Not that OSI doesn’t understand the position that Elastic and co are in. “I have sympathy. Absolutely. I do,” says Maffulli. “This tension between businesses and community, and within businesses themselves, has always existed. It’s not a new thing.”
Companies like Elastic and MongoDB had clearly benefitted from open source, he says. Now they find themselves in a situation where “They have a business model and it’s in direct competition with a few giant corporations. It’s hard to compete at that level, on those grounds. So, it’s fair that they had to change the licensing.”
But, he continues, “It’s not an open-source problem. It’s a business problem.”
And who should adjudicate business problems? Ultimately, says Maffulli, it’s the market.
When it comes to new licenses, Katz says, it’s a question of really setting expectations, right at the outset. If a new license isn’t strictly open source, he says, “Make sure that you do not in any way, shape or form suggest that it is open source. Try not to confuse the issue by using confusing terminology. And really be totally honest and upfront about why you’re doing it.”
The fundamental question is what will keep “the community” vibrant: “We just don’t know the answers. And I think it’s going to vary very much from project to project. It’s going to require a lot of stewardship (fairly tricky stewardship) and we’re not going to know until some of these ideas duke it out in the marketplace.”
So, what is the marketplace saying?
Well, none of the organizations in question wanted to speak to us directly for this piece. Redis is a private company so it’s difficult to gauge what effect its license initiatives have had. MongoDB has barely mentioned the SSPL in its public communications since 2019. In the Summer, Elastic said it was “happy to see the level of community support for this change.”
So, let’s trust that it’s all working out for them. After all, trust is central to the whole debate here.
And trust – or at least a mutual accommodation – can break out in the strangest of places. AWS, it seems, has been working hard to consolidate its open-source credentials.
In July, AWS’ Open Source Blog name-checked Redis saying, while the two organizations “continue to compete for Redis workloads, we also partner closely to serve our mutual customers.” The piece helpfully pointed readers to a Redis page for Redis Enterprise Cloud on AWS.
In October, AWS’s Open Source Blog carried a post from MongoDB discussing “the ways MongoDB and Amazon’s search teams have collaborated on Lucene to tailor it for our own needs while simultaneously improving the project for all.”
“This is only the beginning of our partnership,” the blog authors promised.
As for Elastic, back in January AWS wrote “Elastic knows what they’re doing is fishy… They believe that restricting their license will lock others out of offering managed Elasticsearch services, which will let Elastic build a bigger business.
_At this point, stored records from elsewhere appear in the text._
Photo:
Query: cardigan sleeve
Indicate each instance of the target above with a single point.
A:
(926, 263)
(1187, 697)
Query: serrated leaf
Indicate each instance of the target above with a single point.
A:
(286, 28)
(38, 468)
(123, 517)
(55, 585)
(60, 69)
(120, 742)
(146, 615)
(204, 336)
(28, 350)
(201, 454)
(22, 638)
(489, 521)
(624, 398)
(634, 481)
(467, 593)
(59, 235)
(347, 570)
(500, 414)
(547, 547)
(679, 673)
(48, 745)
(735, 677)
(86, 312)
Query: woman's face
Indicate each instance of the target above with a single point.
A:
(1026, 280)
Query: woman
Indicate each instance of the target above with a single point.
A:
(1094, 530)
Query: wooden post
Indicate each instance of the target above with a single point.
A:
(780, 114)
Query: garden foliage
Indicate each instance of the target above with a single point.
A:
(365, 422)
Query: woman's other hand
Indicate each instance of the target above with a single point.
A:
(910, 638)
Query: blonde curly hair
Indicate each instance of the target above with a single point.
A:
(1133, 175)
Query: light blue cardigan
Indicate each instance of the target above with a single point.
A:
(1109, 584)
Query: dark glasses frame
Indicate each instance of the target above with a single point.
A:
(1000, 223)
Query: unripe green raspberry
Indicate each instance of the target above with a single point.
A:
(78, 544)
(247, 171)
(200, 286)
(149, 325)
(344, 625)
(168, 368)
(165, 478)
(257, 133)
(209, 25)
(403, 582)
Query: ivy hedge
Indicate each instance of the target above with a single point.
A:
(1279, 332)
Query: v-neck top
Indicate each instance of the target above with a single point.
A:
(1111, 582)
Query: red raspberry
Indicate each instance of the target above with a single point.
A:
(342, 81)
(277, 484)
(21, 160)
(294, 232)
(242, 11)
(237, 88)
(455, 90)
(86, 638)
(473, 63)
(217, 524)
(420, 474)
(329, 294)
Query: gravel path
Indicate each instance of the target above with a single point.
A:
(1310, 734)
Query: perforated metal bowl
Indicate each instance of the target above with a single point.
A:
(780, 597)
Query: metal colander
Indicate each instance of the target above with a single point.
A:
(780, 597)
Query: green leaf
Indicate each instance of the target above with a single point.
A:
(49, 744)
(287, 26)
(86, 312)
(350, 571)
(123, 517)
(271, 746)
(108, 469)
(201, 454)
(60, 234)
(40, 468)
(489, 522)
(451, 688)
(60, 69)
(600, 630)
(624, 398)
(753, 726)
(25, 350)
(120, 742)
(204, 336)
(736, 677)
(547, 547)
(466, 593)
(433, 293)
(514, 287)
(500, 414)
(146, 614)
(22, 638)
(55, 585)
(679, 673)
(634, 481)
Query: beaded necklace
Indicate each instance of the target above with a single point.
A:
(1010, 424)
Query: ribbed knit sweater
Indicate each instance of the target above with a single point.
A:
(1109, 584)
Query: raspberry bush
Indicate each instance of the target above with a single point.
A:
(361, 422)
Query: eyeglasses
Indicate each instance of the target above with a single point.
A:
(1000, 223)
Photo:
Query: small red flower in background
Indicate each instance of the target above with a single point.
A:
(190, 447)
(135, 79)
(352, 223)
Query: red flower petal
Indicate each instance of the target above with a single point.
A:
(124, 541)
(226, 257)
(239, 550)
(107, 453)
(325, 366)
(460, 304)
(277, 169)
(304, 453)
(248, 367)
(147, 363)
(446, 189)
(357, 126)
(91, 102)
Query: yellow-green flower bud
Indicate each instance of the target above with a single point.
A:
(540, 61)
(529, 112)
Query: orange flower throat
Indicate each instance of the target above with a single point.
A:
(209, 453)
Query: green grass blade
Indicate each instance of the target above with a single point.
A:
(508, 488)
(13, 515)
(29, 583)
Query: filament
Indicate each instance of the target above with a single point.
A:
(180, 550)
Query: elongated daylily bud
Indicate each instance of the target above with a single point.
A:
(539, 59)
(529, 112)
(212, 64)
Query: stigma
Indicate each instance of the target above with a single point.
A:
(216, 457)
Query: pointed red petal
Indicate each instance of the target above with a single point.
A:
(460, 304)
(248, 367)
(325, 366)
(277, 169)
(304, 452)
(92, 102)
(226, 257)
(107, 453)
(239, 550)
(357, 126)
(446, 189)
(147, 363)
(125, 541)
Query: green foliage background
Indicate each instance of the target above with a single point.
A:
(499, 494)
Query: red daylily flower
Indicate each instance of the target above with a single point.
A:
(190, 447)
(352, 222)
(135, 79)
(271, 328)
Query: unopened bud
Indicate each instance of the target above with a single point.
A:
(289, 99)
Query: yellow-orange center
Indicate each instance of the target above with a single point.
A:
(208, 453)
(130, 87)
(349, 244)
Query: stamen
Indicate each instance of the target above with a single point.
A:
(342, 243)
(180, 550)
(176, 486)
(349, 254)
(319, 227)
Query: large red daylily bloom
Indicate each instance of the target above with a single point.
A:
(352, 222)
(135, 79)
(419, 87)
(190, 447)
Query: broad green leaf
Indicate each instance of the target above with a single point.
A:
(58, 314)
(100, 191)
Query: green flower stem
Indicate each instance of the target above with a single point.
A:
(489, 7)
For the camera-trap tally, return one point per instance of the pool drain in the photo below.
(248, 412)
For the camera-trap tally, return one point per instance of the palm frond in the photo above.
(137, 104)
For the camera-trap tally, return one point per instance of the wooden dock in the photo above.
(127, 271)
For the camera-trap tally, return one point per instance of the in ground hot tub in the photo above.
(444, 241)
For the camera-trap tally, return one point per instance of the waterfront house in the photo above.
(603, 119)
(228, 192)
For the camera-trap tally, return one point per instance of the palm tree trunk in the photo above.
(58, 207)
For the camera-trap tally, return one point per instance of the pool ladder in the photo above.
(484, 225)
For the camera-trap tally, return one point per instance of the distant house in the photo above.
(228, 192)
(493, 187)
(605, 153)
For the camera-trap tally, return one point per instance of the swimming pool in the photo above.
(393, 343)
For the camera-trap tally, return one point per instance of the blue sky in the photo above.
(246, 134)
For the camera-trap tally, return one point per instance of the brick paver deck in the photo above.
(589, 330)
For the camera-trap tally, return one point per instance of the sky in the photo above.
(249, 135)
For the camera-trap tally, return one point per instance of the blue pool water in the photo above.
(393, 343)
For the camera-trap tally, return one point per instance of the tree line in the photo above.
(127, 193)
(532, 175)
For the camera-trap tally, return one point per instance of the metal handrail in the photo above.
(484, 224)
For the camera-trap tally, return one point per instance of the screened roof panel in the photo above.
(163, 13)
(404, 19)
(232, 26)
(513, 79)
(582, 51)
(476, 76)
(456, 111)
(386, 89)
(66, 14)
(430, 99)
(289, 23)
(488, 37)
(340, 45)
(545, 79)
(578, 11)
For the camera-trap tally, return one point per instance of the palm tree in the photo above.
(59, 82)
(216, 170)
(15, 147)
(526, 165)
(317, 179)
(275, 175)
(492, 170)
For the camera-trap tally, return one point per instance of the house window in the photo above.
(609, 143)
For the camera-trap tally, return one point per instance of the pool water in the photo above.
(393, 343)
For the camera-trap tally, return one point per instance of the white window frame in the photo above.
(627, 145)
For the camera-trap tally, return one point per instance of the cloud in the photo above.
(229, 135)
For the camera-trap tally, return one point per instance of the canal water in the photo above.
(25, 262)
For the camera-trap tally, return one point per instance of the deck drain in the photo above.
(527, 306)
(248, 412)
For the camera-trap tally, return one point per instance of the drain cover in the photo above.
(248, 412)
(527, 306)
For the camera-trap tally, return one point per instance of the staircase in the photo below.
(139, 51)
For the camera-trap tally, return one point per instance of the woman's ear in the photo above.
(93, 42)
Elastic has a right to change their license, but they should also step up and own their own decision.”
In June, after AWS had completed the fork and renamed its Elasticsearch service OpenSearch, Elastic wrote that “We’re happy to move past the confusion, knowing our users will no longer be misled or have a bad experience because the products are not the same.”
Not exactly burying the hatchet, but it has continued to work with other parts of the web services giant, becoming certified as an AWS ISV Workload Migration Program Partner as recently as November.
Elastic’s website still carries that blog in which Banon describes AWS as “ethically challenged”. This, presumably, is why Elastic chose Alibaba Cloud, the Chinese web giant, as its ecosystem partner of the year.